The Mudcat Café TM
Thread #82028   Message #2213797
Posted By: Amos
12-Dec-07 - 09:53 AM
Thread Name: BS: Popular views of the Bush Administration
Subject: RE: BS: Popular views of the Bush Administration
"...We know what is behind President Bush's sudden enthusiasm for fiscal discipline after years of running up deficits and debt: political posturing, just in time for the 2008 election. But one should not forget the damage that his administration has also inflicted by shortchanging important domestic programs in favor of tax cuts for the wealthy and his never-ending Iraq war.

A case in point is the worsening bureaucratic delays at the chronically underfunded Social Security Administration that have kept hundreds of thousands of disabled Americans from timely receipt of their Social Security disability benefits.

As laid out by Erik Eckholm in The Times on Monday, the backlog of applicants who are awaiting a decision after appealing an initial rejection has soared to 755,000 from 311,000 in 2000. The average wait for an appeals hearing now exceeds 500 days, twice as long as applicants had to wait in 2000.

Typically two-thirds of those who appeal eventually win their cases. But during the long wait, their conditions may worsen and their lives often fall apart. More and more people have lost their homes, declared bankruptcy or even died while awaiting an appeals hearing.

In one poignant case described by Mr. Eckholm, a North Carolina woman who is tethered to an oxygen tank 24 hours a day has been waiting three years for a decision. She finally got a hearing last month and is awaiting a final verdict, but, meanwhile, she has lost her apartment and alternates sleeping at her daughter's crowded house and a friend's place.

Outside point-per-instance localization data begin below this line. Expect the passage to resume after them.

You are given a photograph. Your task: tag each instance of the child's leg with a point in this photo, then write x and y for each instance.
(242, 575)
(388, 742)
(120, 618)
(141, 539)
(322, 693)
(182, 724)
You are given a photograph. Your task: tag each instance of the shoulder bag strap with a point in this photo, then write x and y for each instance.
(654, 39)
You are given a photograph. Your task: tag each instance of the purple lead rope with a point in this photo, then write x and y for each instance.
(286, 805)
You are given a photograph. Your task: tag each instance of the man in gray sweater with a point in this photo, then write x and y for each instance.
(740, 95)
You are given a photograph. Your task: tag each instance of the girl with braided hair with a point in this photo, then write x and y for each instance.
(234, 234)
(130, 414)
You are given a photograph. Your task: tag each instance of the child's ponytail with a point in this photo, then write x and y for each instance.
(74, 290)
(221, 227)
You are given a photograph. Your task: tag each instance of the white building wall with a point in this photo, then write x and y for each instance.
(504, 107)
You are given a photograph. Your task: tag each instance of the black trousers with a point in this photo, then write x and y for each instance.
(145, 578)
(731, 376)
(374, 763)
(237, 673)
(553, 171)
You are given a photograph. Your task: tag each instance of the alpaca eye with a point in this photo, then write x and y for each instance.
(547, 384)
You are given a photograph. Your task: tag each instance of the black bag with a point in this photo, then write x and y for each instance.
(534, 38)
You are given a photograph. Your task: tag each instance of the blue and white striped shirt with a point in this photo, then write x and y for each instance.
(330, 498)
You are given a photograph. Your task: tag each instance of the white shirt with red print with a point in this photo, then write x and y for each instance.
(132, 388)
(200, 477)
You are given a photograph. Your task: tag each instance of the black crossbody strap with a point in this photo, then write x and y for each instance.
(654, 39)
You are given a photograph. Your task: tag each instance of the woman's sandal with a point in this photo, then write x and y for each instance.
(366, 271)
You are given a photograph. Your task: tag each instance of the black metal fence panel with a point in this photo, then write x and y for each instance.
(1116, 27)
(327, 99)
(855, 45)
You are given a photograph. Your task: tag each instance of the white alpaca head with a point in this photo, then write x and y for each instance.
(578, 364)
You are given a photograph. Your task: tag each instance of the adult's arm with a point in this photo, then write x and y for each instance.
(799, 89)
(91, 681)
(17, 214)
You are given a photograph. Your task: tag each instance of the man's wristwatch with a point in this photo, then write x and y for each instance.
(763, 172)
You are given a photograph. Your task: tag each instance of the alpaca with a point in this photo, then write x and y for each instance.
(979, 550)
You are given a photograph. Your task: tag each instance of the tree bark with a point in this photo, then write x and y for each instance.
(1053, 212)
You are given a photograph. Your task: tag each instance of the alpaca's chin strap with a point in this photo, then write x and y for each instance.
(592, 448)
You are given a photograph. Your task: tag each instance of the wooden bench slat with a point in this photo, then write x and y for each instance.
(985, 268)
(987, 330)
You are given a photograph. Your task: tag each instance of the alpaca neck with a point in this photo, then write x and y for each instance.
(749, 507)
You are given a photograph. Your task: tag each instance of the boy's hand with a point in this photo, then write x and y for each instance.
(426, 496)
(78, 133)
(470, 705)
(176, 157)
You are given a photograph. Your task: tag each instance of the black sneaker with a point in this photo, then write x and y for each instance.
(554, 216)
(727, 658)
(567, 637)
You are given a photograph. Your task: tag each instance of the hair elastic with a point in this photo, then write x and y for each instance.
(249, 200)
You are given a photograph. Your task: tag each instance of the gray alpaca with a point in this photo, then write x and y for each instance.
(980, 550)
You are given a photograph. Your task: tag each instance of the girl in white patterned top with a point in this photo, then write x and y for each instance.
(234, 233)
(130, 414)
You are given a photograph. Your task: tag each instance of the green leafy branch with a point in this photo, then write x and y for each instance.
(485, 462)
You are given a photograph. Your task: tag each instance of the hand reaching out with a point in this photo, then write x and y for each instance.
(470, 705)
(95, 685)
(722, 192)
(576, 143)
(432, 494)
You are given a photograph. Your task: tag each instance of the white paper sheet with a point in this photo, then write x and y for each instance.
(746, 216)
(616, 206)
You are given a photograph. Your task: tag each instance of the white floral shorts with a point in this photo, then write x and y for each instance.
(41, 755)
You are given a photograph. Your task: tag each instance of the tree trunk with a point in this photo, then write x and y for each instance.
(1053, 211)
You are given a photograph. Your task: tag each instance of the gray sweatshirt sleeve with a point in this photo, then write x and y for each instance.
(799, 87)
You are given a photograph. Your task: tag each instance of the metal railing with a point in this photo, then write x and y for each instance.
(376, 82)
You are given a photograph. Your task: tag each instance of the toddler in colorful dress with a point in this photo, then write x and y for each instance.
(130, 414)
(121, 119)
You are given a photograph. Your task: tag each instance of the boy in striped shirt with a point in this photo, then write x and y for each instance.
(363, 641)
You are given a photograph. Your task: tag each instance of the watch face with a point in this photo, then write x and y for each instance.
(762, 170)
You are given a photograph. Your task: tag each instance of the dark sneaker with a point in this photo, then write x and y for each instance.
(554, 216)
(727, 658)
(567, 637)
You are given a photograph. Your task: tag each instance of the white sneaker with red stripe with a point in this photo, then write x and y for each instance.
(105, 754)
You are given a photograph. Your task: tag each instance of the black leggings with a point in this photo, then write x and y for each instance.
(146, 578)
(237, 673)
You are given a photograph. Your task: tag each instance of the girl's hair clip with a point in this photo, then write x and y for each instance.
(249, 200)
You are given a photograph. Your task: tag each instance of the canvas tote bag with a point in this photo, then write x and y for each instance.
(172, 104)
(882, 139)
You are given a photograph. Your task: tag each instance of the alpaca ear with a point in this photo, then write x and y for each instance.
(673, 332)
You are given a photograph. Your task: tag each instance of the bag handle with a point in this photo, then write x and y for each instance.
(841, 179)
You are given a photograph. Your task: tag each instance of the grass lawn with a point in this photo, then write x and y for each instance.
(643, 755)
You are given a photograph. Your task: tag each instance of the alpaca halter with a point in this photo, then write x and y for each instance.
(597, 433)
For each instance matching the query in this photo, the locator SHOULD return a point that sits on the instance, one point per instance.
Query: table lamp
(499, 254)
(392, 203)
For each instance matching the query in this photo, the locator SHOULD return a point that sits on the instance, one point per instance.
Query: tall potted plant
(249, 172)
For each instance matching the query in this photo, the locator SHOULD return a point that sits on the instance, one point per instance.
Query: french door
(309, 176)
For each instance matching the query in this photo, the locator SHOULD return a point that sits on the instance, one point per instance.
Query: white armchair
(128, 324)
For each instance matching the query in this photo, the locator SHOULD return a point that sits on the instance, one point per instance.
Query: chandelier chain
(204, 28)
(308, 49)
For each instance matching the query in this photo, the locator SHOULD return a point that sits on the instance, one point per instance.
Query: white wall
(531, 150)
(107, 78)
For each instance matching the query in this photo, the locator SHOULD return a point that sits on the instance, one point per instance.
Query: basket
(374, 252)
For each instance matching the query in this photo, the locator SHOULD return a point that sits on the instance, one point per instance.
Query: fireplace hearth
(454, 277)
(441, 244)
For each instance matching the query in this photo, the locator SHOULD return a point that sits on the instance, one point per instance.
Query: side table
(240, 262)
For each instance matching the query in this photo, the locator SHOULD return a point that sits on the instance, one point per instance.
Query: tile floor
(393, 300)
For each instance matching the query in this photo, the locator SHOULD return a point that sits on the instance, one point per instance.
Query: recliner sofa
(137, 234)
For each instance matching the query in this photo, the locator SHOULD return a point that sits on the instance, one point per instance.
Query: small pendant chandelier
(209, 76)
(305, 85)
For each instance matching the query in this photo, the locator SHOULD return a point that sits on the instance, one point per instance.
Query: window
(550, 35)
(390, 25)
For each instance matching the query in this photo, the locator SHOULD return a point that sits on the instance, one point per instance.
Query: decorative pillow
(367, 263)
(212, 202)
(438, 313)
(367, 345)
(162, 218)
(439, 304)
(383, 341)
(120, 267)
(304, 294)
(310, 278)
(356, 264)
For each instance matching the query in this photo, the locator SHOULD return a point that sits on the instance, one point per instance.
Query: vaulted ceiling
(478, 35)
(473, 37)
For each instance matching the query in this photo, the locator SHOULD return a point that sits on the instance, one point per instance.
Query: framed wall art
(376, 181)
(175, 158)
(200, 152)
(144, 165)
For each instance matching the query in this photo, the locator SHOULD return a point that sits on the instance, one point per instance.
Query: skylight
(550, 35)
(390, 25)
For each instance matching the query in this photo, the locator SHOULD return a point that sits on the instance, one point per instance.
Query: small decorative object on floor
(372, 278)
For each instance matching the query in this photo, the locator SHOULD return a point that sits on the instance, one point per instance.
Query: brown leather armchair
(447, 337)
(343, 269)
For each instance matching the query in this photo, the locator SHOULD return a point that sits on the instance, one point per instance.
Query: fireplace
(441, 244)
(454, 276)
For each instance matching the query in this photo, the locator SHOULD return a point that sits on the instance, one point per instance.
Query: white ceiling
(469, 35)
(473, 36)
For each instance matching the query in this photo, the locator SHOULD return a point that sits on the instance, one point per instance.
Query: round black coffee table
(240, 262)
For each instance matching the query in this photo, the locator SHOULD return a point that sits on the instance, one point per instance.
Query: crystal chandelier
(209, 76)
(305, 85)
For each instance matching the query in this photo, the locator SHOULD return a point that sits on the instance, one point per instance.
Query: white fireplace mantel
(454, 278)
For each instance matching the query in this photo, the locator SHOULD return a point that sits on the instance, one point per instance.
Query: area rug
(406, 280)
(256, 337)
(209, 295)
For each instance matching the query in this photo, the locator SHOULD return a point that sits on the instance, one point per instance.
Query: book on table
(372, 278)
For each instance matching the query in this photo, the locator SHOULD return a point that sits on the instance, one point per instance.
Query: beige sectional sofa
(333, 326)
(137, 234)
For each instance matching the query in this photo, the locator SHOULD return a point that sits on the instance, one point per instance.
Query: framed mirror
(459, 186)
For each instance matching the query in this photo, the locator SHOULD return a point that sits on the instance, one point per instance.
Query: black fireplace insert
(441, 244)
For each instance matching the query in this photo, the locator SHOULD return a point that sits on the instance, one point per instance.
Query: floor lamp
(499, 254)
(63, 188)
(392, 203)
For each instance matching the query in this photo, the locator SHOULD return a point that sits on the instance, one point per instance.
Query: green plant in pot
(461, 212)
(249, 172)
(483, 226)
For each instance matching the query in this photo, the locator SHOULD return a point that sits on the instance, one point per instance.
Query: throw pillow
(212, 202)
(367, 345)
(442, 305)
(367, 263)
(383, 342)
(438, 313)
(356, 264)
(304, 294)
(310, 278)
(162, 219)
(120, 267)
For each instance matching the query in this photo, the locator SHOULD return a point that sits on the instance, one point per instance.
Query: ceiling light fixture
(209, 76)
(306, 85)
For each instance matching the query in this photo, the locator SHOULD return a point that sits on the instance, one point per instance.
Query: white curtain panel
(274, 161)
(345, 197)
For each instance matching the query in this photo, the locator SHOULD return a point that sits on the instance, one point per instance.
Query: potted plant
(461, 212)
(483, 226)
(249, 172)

The cause of the bottlenecks is well known. There are simply too few administrative law judges — 1,025 at present — to keep up with the workload. The Social Security Administration is adopting automated tools and more efficient administrative practices, but virtually everyone agrees that no real dent will be made in the backlog until the agency can hire more judges and support staff.

The blame for this debacle lies mostly with the Republicans. For most of this decade, the administration has held the agency's budget requests down and Republican-dominated Congresses have appropriated less than the administration requested. Now the Democratic-led Congress wants to increase funding to the Social Security Administration, and the White House is resisting.

Last month, Congress passed a $151 billion health, education and labor spending bill that would have given the Social Security Administration $275 million more than the president requested, enough to hire a lot more judges and provide other vital services. But Mr. Bush vetoed that bill as profligate.

Democrats in Congress are working on a compromise to meet Mr. Bush half way on the whole range of domestic spending bills. The White House is not interested in compromise."